In the evolving market for secondary sales of aging private equity portfolios, it is likely to take some time before dealmakers figure out approaches that will be relatively standardized, consistent and fair, says Trey Muldrow, an attorney at Akin Gump Strauss Hauer & Feld LLP who spearheaded one of last year’s pioneering deals.
To be sure, secondary sales have long been a feature of the industry, as existing buyers — such as Coller Capital or PineBridge Investments, for instance — stand ready to take on the role of LPs that are seeking to exit their positions as investors in buyout funds, said Muldrow, who led the team that negotiated the investment last August by Vision Capital, along with PineBridge and Landmark Partners, in an aging portfolio managed by Willis Stein & Partners.
But the new style of secondary is different, because the buyer is not simply replacing an existing, essentially passive investor who will not be actively involved in the management of assets. “In the new transactions, you have other private equity specialists coming into it,” Muldrow said. “If you want to take control of an entire fund, you want to know what’s going on with the underlying portfolio companies.”
In the Willis Stein transaction, the new investors essentially offered to buy out existing LPs, paying out $220 million to provide another three- year runway to an aging, 2001 vintage fund that Willis Stein and Vision Capital will co-manage going forward.

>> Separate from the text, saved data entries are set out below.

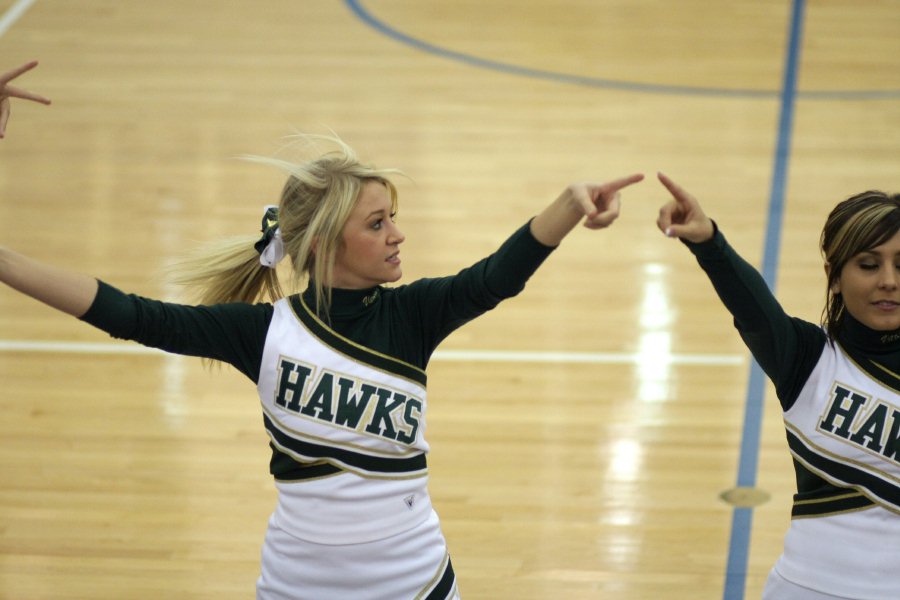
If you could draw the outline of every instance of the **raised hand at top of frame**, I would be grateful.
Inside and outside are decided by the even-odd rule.
[[[40,102],[41,104],[50,104],[49,98],[9,85],[10,81],[22,73],[30,71],[37,65],[38,61],[33,60],[25,63],[21,67],[0,75],[0,139],[6,135],[6,122],[9,120],[10,98],[21,98],[22,100],[31,100],[32,102]]]

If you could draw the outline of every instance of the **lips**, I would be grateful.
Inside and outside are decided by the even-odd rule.
[[[900,307],[900,302],[895,302],[893,300],[876,300],[872,304],[881,310],[895,310]]]

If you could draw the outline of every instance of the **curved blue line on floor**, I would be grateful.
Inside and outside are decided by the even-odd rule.
[[[622,81],[616,79],[603,79],[601,77],[589,77],[572,73],[548,71],[545,69],[533,69],[512,63],[504,63],[489,58],[482,58],[465,52],[457,52],[447,48],[441,48],[424,40],[405,34],[379,20],[365,9],[361,0],[344,0],[344,3],[359,18],[360,21],[378,31],[379,33],[397,40],[402,44],[421,50],[428,54],[434,54],[441,58],[454,60],[480,69],[488,69],[529,77],[543,79],[570,85],[596,87],[612,90],[625,90],[644,94],[668,94],[678,96],[718,96],[732,98],[768,98],[777,99],[781,96],[779,90],[760,90],[751,88],[717,88],[704,86],[661,85],[654,83],[641,83],[637,81]],[[811,90],[798,92],[799,98],[809,100],[885,100],[900,98],[900,90]]]

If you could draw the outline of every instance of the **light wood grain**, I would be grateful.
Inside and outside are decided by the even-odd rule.
[[[611,229],[573,232],[520,297],[444,344],[520,354],[433,361],[431,488],[468,600],[721,598],[719,494],[735,485],[749,362],[693,259],[655,229],[652,176],[692,190],[759,263],[790,4],[362,6],[434,47],[590,81],[423,52],[339,1],[39,0],[0,37],[0,69],[40,59],[20,83],[53,100],[13,104],[0,243],[174,299],[163,267],[194,240],[253,232],[281,187],[235,157],[330,128],[410,175],[412,280],[490,252],[570,181],[645,172]],[[777,288],[810,320],[827,211],[900,189],[898,21],[897,0],[807,3]],[[804,95],[821,90],[894,94]],[[0,341],[109,342],[9,289]],[[73,349],[0,349],[0,597],[252,597],[275,503],[252,383]],[[770,392],[758,487],[771,499],[754,513],[748,598],[788,523],[783,438]]]

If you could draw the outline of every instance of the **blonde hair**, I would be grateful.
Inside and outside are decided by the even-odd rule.
[[[278,203],[278,227],[292,266],[291,287],[299,289],[308,277],[315,289],[316,310],[327,316],[331,304],[327,282],[342,243],[341,233],[360,191],[370,181],[382,183],[396,210],[397,188],[388,176],[401,172],[362,164],[353,149],[336,136],[299,134],[291,139],[307,146],[326,142],[336,148],[296,163],[262,156],[243,158],[288,174]],[[174,280],[194,289],[201,304],[282,298],[285,294],[276,269],[259,262],[254,248],[258,239],[259,235],[239,236],[207,244],[176,265]]]
[[[819,247],[828,265],[822,326],[833,340],[844,324],[846,306],[832,290],[850,260],[891,239],[900,231],[900,194],[870,190],[840,202],[828,215]]]

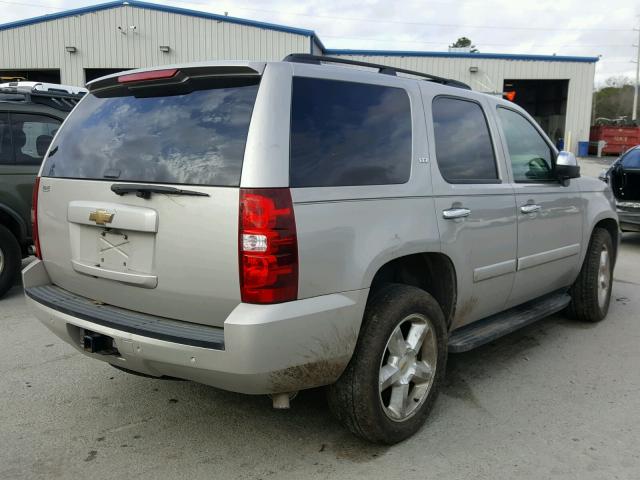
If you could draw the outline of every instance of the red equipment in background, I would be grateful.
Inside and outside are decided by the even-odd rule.
[[[640,145],[640,127],[616,127],[596,125],[591,127],[589,135],[590,150],[594,150],[598,141],[604,140],[607,145],[603,155],[620,155],[631,147]],[[591,152],[595,153],[595,152]]]

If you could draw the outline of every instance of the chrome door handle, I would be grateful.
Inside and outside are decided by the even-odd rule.
[[[523,205],[520,207],[520,211],[522,213],[536,213],[536,212],[539,212],[540,210],[542,210],[542,207],[540,205],[535,205],[533,203],[527,203],[526,205]]]
[[[442,216],[447,220],[453,220],[455,218],[464,218],[471,215],[471,210],[468,208],[449,208],[442,211]]]

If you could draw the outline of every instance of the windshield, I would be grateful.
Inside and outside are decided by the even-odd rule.
[[[78,104],[42,176],[238,186],[258,79],[184,94],[100,98]]]

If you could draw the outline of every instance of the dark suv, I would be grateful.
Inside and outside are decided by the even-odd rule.
[[[36,82],[0,84],[0,296],[31,246],[31,193],[53,136],[85,90]]]

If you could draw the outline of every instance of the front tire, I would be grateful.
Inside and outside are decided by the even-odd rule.
[[[571,303],[567,312],[583,322],[599,322],[607,316],[611,302],[614,250],[611,234],[596,228],[580,274],[571,287]]]
[[[354,434],[382,444],[420,429],[433,408],[447,361],[447,327],[427,292],[389,284],[365,310],[355,352],[328,388],[329,407]]]
[[[8,228],[0,225],[0,298],[15,284],[21,265],[18,240]]]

But the Willis Stein deal, and another last summer involving a fund involving a tender offer for investor interests in a fund operated by Behrman Capital, symbolized a new day in secondary sales. Since then, a number of managers have stepped up to offer variations on the theme. NewGlobe Capital Partners, for one, is offering to buy up entire fund portfolios, while Nova Capital Management offers a mass exit by buying the collected assets of such portfolios.
“Each of these transactions right now is bespoke,” Muldrow said, noting that a deal can be structured in three different ways — as a tender offer, merger or sale of assets. Although most existing partnership agreements today are silent on such questions, some degree of consistency is likely to develop in the future as early deals begin to yield a group of “comps” against which LPs can evaluate future proposals against comparable transactions.
And more such deals are in the works, although Muldrow declined to talk about transactions that have not yet been decided by investors. Even so, he said: “I’ve never been involved in transactions that are this collaborative. Everybody wants to get a solution.”